The consequences of that increase are bad enough by themselves. The annual oil bill of this country and its chief allies goes up by hundreds of billions of dollars. Not only does inflation get another shot in the arm, but because the money is substracted from internal demand, the slowdown of growth into recession is further intensified.

More worrisome still are the conditions that pushed the Saudis to make their move. In the past the Saudis were the swing producer in OPEC, able to determine market prices by pushing production up or down. With Iran's production falling off, however, and the oil appetites of the United States and its allies insatiable, the price has gone so high that many other countries can afford to raise and lower oil production. The Saudis, as a result, have lost control over OPEC. To have any influence at all, they have to start by increasing prices.

Such influence as they do have, furthermore, is not readily asserted on behalf of the West. In the past, two considerations impelled the Sandis to hold down prices as a favor to Washington.

First there was protection against external threats that were supposely connected with internal subversion. Next there was American equipment of the kingdom.

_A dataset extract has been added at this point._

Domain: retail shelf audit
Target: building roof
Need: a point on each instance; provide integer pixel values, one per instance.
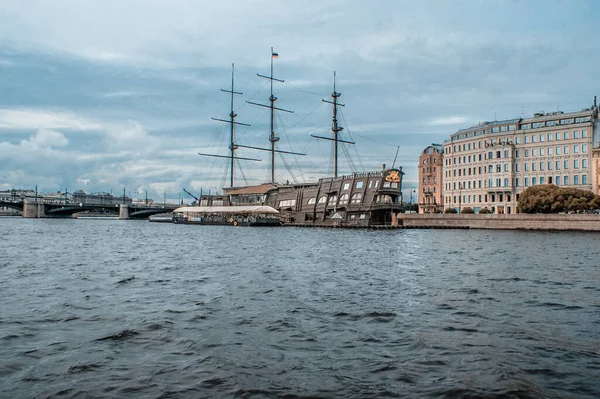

But what happened to the shah in Iran shows that rapid development only presents a target for Islanic fundamentalism -- something even the Sandis have to worry about in view of the recent shout-out at the Grand Mosque in Mecca. As to American protection, this country did not do a thing to save the shah a year ago. Only the other day, the United States palmed that ailing and exiled monarch off on a banana republic -- not exactly good form for a superpower.

So the American connection, which used to be an asset, has now become a liability. The Sandis rightly feel they ought at least to get paid the going price for oil.

In these conditions, with its best efforts being scorned by its closet friends, the United States has a potent interest in making a strong riposte to OPEC. An appropriate package would center on measures to cut consumption of gasoline to this country -- either by a whopping tax at the pump or by import limitations and an auctioning off of the oil that is admitted. The program would also include a system whereby this country and its allies would share oil shortages equitably, so as to avoid the mad competitive scramble that drives up prices on the spot market.

But all signs indicate the Carter administration is going to flunk the OPEC test. The administration is confining its domestic efforts in the energy field to the windfall profits tax -- which does nothing to hold down consumption. It confined its international efforts to a meeting with the allies in Paris that could not even agree that consumption should be cut back.

Only a few month ago, moreover, the White House, the State Department and the Energy Department spurned a comprehensive package for dealing with OPEC that was served up by the famous oil consultant, Walter Levy. G. William Miller, the secretary of the Treasury who is gaining a reputaton as the administration's specialist in eyewash, even seemed to welcome the price increased announced by the Saudis.

Maybe all that will change. Maybe President Carter intends to reshape foreign and domestic policies in a big way. But his own nature and the nature of the administration go against it. Indications are that he will continue to duck fundamental problems and blame what goes wrong on such patsies as Kennedy, Kissinger, the shah, NBC News and the Japanese -- in which case the high ground he now stands on will crumble, reducing his support to what it was only a few weeks ago.